How to Scrape Goat.com in Python?

Goat – the largest sneaker and apparel marketplace – has seen explosive growth, with over 30 million users and passing $2 billion in transactions in 2021 alone. With over 1.5 million products from 1,200+ brands, Goat offers unparalleled insights into fashion industry demand and trends.

In this comprehensive guide, we'll walk through how developers and data analysts can leverage Goat's open web data by building Python scrapers to extract large-scale product catalogs and search data.

The Value of Goat's Data Treasure Trove

Before we dive into code, it's worth discussing why fashion brands, e-commerce merchants, and data analysts scrape sites like Goat. What can we do with such a huge catalog of apparel data? A few high-impact use cases include:

Competitive Benchmarking – by analyzing prices and product availability for specific brands, retailers can optimize pricing and assortment strategies. Goat's data helps uncover market opportunities.
Demand Forecasting – identifying best selling items on Goat signals rising trends. Fashion brands use this intel to inform product development and inventory planning. For example, if Goat's top sneakers are 90s basketball styles, brands can focus on retro products.
Price Optimization – by scraping Goat's pricing spectrum, e-commerce sites can build data models correlating price, demand, and product characteristics to optimize pricing for maximum revenue. Adding proxy data makes models more robust.
Ad Targeting – understanding the brands and products engaged users purchase allows precision ad targeting both on and off Goat's platform.

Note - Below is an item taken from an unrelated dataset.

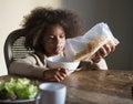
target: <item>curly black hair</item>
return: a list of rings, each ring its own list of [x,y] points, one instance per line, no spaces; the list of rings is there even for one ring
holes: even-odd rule
[[[49,28],[55,24],[63,28],[65,38],[83,34],[83,22],[75,12],[66,9],[39,7],[23,20],[22,27],[27,33],[25,48],[42,52],[41,39]]]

These use cases only scratch the surface of the insights waiting to be unlocked from Goat's catalog, which grows over 50,000 items per month. But how can developers access this data at scale? Enter web scraping.

Scraping GOAT Sites – Finding Hidden Data

If we look at the HTML source of a Goat product page, we won't find the structured data. Instead, it's tucked away in JavaScript scripts. This is due to Goat's frontend framework Next.js. It renders pages and data on the client for performance, so the server HTML only includes skeleton scripts.

However, we can easily extract the product JSON from these script tags using a parser like Parsel in Python:

import json
from parsel import Selector 

html = # fetch page
sel = Selector(html)

json_data = json.loads(sel.css('script#__NEXT_DATA__').get())
print(json_data['pageProps']['product'])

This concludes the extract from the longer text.